My mother was a fabulous cook!
Her pie crusts melted in your mouth. The roasts could be easily cut with a fork, and the accompanying vegetables -- usually potatoes, rutabaga, carrots, and onions -- were cooked to perfection. She made her own stocks and gravies, and knew just when to use them.
I never did acquire a taste for rutabaga as a child, altho I later learned to appreciate its unique flavor in pasties -- delicious meat pies prevalent in the Keweenaw Peninsula of Michigan. I don't think I had even heard of pasties until I lived up there. Certainly Mom never made them.
Home-made jams and jellies were stored by the hundreds in a damp and cool basement. Those were the days when wax paraffin was used to help seal the contents of the jar. Do people still use that method? I can vaguely remember pouring it into the jars. Daddy liked to grow stuff. Mom liked to do things with it in the kitchen. (And then, of course, he loved to eat it!)
One of Dad's favorite crops was rhubarb, which he grew in a small plot out back. To this day it is on my list of what not to eat ... tried it once, and just didn't like it. Mom and Dad both loved it, and she made lots of rhubarb pies just for the two of them.
Peas were sometimes served at our table, but never to Dad. In order to put himself through college, he worked in a pea canning factory, and often said that he thought he would probably never eat a pea as long as he lived. (And I don't think he ever did!)
All of Mother's cakes were baked from scratch. She had one very large flour sifter and a small one in case one of us kids wanted to help. (I almost never wanted to help. I was more interested in exploring and climbing trees. Peggy was interested in rescuing bugs and critters, reading, thinking, and writing. Johnny was so much younger than we that I really don't know if he helped or not when he got to be our age. Even if we didn't want to help, however, I can definitely tell you this much ... we ALL wanted to lick the spoon!)
After I was married, I tried to get Mother to crash course teach me what I could easily have learned over many years. I was an abject student.
However, I thought I made a more than passable chili and one time, when Mom and Dad were visiting us in Houghton, I made my prized dish especially for them. I was a little worried that it wouldn't have enough salt for Dad's taste. So, every once in a while I would sneak into the kitchen to put a little more into it. Then, I'd stir and give it the old taste test. Finally, it was ready to serve.
I did. Took the first taste and knew it had way too much salt in it! I could barely finish my bowl. Dad kept asking for more. I don't know how many bowls of over-salted chili he had, but all the while he was exclaiming about how delicious it was! I didn't quite know whether or not to believe him, but he was so exuberant in his praise that it was hard not to!
Some years later, Mother confided in me that they'd had to make several 'pit stops' on the way back to Munising -- some 140 or so miles. Dad had an upset stomach for another day or two, as well.
We told this story to the best mother-in-law of all time, who then told us one about how everyone kept sneaking into the kitchen to add more salt to the turkey because her husband had always complained that it didn't have enough salt. They had to throw it out. It was inedible. (In fact, I think that's what we did with the rest of that chili!)

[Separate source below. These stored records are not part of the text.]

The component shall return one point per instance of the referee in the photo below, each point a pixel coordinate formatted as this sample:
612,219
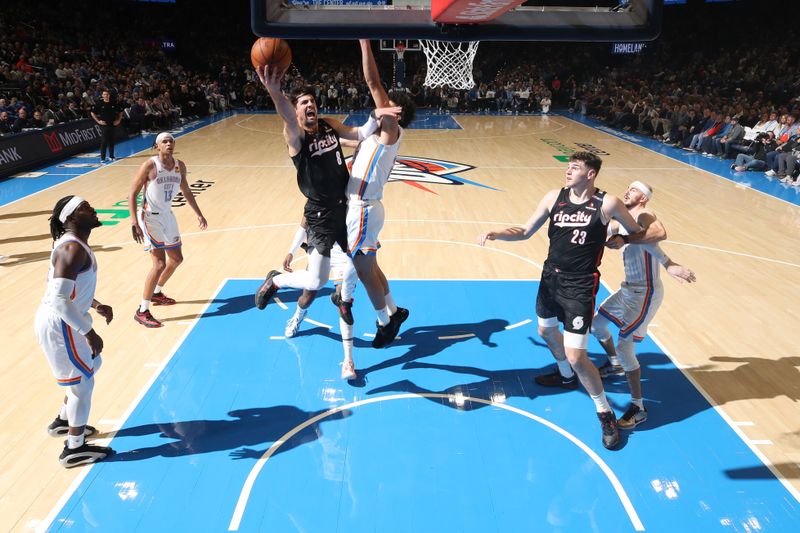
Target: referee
108,115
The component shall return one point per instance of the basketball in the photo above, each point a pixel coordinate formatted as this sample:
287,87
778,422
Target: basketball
272,52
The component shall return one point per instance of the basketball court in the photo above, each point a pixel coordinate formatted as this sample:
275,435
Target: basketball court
220,423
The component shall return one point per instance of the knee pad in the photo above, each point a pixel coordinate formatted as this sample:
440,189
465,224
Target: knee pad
79,401
600,327
626,352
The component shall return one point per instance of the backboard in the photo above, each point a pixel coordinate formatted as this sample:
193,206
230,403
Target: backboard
534,20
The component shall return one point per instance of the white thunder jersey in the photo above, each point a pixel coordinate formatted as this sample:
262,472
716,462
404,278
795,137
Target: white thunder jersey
372,165
161,186
641,266
85,282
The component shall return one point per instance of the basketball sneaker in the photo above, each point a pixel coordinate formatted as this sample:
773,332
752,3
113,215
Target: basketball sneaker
348,370
292,325
386,334
345,308
267,290
555,379
161,299
83,455
608,370
401,314
146,319
59,428
634,416
608,422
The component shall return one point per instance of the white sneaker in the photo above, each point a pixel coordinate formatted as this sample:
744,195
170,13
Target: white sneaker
292,325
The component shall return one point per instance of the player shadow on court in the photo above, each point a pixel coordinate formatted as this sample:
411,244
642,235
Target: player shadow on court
787,470
21,259
425,341
750,380
254,427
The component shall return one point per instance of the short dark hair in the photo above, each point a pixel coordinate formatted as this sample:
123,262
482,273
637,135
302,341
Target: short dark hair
402,99
302,91
57,228
589,159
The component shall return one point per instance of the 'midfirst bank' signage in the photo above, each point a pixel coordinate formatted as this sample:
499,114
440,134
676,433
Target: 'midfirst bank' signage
33,148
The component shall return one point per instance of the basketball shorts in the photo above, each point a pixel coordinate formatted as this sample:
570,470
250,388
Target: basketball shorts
364,222
632,308
568,297
326,227
160,230
66,350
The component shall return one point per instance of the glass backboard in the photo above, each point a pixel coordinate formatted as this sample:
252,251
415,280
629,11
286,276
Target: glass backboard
534,20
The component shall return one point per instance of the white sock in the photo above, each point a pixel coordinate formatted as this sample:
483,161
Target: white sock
74,441
347,338
390,303
383,316
600,402
565,369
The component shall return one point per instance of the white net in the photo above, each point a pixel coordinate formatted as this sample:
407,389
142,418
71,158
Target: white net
450,63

When Mom got really sick and was in the terminal stages of lung cancer, we were up in Munising to visit and say a last goodbye.
I was really worried about Dad. He didn't even know how to turn on a washing machine, for crying out loud! And what was going to happen to all of those wonderful-looking vegetables that he was producing in what now was a pretty good-sized patch just outside of town?

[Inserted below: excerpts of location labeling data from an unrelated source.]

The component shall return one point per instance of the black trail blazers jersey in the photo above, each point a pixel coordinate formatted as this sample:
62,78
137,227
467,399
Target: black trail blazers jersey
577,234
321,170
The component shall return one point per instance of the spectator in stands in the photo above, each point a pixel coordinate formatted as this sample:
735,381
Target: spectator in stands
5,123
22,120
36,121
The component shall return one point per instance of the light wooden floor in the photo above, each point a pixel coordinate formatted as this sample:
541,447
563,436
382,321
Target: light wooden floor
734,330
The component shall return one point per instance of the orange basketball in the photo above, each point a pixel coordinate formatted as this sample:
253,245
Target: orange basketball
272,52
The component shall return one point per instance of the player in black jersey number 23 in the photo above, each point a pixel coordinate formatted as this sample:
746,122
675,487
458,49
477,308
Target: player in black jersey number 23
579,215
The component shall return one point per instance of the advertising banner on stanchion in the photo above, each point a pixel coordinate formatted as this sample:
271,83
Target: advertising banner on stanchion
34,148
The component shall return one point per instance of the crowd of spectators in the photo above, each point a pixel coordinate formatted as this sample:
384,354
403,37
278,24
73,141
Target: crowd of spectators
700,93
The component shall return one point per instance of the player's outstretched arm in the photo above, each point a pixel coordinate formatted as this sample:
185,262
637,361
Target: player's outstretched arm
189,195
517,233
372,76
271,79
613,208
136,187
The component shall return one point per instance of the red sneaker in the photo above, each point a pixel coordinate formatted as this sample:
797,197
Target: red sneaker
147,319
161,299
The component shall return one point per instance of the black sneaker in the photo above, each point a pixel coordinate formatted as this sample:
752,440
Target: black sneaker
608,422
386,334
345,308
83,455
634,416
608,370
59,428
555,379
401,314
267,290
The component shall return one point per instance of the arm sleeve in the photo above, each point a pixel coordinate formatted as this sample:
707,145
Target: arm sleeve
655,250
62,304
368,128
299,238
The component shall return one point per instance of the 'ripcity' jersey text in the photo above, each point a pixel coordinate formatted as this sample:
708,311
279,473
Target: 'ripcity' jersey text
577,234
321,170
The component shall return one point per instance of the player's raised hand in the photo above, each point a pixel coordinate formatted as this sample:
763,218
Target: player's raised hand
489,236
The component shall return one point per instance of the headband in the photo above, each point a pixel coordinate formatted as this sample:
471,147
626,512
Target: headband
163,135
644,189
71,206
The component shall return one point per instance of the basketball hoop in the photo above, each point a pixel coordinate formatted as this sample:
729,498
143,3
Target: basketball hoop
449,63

I decided that I (yes, moi, the non-cook) was going to have to teach him how to cook vegetables. I mean, there were so many and they looked so wonderful ... I just hated the thought of him not being able to enjoy some of them!

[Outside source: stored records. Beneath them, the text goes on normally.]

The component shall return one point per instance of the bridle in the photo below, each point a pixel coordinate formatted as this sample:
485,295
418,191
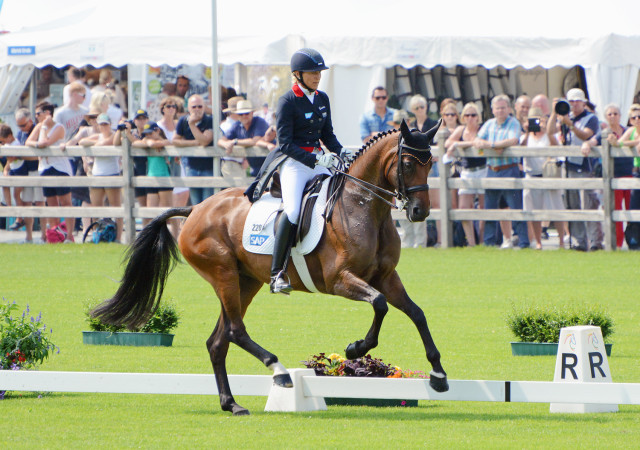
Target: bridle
422,156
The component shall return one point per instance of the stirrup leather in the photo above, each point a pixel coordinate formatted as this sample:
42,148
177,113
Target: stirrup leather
279,284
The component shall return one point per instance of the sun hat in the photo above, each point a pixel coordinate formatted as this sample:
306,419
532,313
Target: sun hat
231,104
103,118
141,113
244,107
398,115
576,94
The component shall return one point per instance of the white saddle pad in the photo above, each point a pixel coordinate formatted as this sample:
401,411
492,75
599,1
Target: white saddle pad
258,236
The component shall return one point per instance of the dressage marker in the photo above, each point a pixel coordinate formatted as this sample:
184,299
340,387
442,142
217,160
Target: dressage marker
310,390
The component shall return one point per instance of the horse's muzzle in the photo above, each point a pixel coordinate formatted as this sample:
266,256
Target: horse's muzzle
416,213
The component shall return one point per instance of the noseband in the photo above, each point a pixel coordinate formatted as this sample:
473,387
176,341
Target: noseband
422,157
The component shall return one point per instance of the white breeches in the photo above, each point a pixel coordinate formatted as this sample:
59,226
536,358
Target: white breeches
293,176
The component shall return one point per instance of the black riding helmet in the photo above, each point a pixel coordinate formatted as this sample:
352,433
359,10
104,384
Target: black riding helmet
307,60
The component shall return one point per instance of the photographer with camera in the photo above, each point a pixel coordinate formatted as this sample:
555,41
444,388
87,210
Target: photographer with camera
537,135
132,130
577,126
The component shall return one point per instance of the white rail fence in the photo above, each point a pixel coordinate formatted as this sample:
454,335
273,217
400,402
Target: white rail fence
314,386
129,211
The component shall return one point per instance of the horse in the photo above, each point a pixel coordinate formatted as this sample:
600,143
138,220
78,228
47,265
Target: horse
356,257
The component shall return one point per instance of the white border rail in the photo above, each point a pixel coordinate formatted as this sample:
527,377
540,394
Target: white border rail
343,387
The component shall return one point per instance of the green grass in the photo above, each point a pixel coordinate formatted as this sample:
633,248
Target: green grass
465,293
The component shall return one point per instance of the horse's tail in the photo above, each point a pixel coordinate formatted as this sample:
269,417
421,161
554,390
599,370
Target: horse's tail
151,258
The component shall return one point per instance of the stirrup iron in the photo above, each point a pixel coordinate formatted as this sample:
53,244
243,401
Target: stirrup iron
279,285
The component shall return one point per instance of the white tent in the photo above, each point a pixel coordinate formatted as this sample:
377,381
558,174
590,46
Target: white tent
359,38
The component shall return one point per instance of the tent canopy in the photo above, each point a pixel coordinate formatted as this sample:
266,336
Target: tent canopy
357,32
352,35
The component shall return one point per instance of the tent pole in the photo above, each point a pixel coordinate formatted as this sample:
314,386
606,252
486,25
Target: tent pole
215,82
32,93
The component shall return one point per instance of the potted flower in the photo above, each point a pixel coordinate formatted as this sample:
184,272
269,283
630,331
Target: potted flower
154,333
367,366
24,340
538,329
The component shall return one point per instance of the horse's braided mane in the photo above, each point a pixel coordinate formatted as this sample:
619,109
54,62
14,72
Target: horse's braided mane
338,180
350,159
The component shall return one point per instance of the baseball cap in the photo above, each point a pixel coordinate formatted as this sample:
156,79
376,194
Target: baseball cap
150,128
141,113
103,118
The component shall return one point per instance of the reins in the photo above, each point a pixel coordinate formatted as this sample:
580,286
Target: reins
369,187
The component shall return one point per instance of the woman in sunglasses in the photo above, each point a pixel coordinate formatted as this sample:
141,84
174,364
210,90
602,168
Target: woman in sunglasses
623,167
472,167
180,197
48,133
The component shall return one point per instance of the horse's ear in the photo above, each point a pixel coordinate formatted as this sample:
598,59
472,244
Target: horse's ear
404,129
432,132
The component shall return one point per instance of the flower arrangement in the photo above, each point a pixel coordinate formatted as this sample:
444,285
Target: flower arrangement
164,320
24,341
367,366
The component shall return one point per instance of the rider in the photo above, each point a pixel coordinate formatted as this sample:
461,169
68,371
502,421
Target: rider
303,118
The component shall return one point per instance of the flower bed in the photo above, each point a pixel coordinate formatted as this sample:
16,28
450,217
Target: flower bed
24,341
367,366
154,333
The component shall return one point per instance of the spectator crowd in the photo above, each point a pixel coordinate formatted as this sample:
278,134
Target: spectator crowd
98,117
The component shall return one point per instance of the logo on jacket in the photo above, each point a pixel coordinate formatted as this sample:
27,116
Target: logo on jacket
257,239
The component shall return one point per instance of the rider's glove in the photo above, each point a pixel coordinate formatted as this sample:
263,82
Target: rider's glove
345,153
326,160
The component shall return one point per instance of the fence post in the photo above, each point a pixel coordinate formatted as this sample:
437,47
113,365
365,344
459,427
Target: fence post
128,201
446,228
608,203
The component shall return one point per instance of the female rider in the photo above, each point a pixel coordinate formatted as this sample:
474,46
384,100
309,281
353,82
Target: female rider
303,119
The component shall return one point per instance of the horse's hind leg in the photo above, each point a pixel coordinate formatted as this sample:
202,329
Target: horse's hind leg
230,328
218,347
398,297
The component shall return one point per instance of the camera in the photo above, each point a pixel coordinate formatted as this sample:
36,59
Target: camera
562,107
123,126
534,124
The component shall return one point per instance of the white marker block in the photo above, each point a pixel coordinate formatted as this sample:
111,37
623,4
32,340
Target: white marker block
582,359
293,399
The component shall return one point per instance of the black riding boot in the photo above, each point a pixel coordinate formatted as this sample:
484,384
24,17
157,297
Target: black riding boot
285,235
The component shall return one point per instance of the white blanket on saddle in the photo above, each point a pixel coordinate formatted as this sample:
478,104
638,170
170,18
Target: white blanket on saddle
258,236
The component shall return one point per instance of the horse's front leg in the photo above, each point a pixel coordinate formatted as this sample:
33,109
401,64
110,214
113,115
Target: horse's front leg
354,288
396,294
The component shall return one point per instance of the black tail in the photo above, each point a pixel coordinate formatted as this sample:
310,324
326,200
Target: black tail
151,257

And so we had a cooking lesson. I think we started with green beans. A pan of water. Some salt (not too much!!!). Bring to boil. Simmer. Dad asked, "How can you tell when they are done?" I answered, "Spear one and bite into it." That lesson was so successful that I felt I could leave and he would not starve. At the very least he would be able to cook up some of his fantabulous-looking vegetables!
The freezer in their refrigerator was always crammed full, everything properly labeled and dated. Mom kept a lot of information in her head, but also -- particularly after it was discovered that she was terminally ill -- wrote a lot of things down ... how to reheat this (all in the days before microwave ovens), how to use that, when to throw this other away ... just tons and tons of invaluable information.
I still have a bunch of her notes on my "to do" list of things to sift through. I'm not getting any younger. Need to do that. Don't want to have to make my daughter go through it. Besides, what she'll probably do (I would, if I were she) is simply take one look at the stacks and stacks of stuff and light a fire!